Grandmothers Project

This was one case where the client bringing her own frame worked out.


Our client brought in a vintage frame and two old photographs on display cards.

In most cases, bringing your own frame to the design just makes everything more difficult, for sure in the design process and sometimes in the fitting and finishing stages. Why? Glad you asked.  Please read my next blog…coming soon.

But back to this little project, which turned out beautifully.  Our client brought in two old photographs, both already mounted back in the day onto display cards.

Each was a photograph of her grandmother, one was her biological one who passed away in her father’s youth, the other her step-grandmother who she always knew as Grandma.  She wanted to honour them both in one frame, and she wanted to use an old distressed wooden frame that she already had.

She wanted her biological grandmother on top, which made sense, but did we have the room ?  As well, we decided that the other photograph needed a little something extra to make it just right.

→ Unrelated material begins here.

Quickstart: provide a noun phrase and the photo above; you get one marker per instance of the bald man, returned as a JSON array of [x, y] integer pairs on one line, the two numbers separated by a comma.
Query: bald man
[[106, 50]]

We chose a solid black Bainbridge Mat to mimic the look of the embossed card around the first photograph.  With our Wizard 9000 computerized mat cutter and its debossing cartridges, duplicating the look overtop of the original gray card was relatively easy.

The finished piece with a taupe mat finished off the vintage look.

The finished piece with the museum glass. Can’t tell the difference between this one and the one without glass can you?

Amazingly, the Math Gods were on my side for this project and the numbers all worked out for a top mat to bring the two pieces together and to fit into the pre-existing frame…. without any slicing or dicing of the photograph cards.


Of course I knew that it would all work mathematically before we finalized the design (and I took her deposit),  however I was still stoked when I saw how great it was turning out.  Usually we would have less space between the windows and more matting border around the pieces, but this still looks good and it was the only compromise in the entire design.

A Bainbridge Taupe on Sable Core mat with two windows was cut for the top mat and it was finished out with museum glass.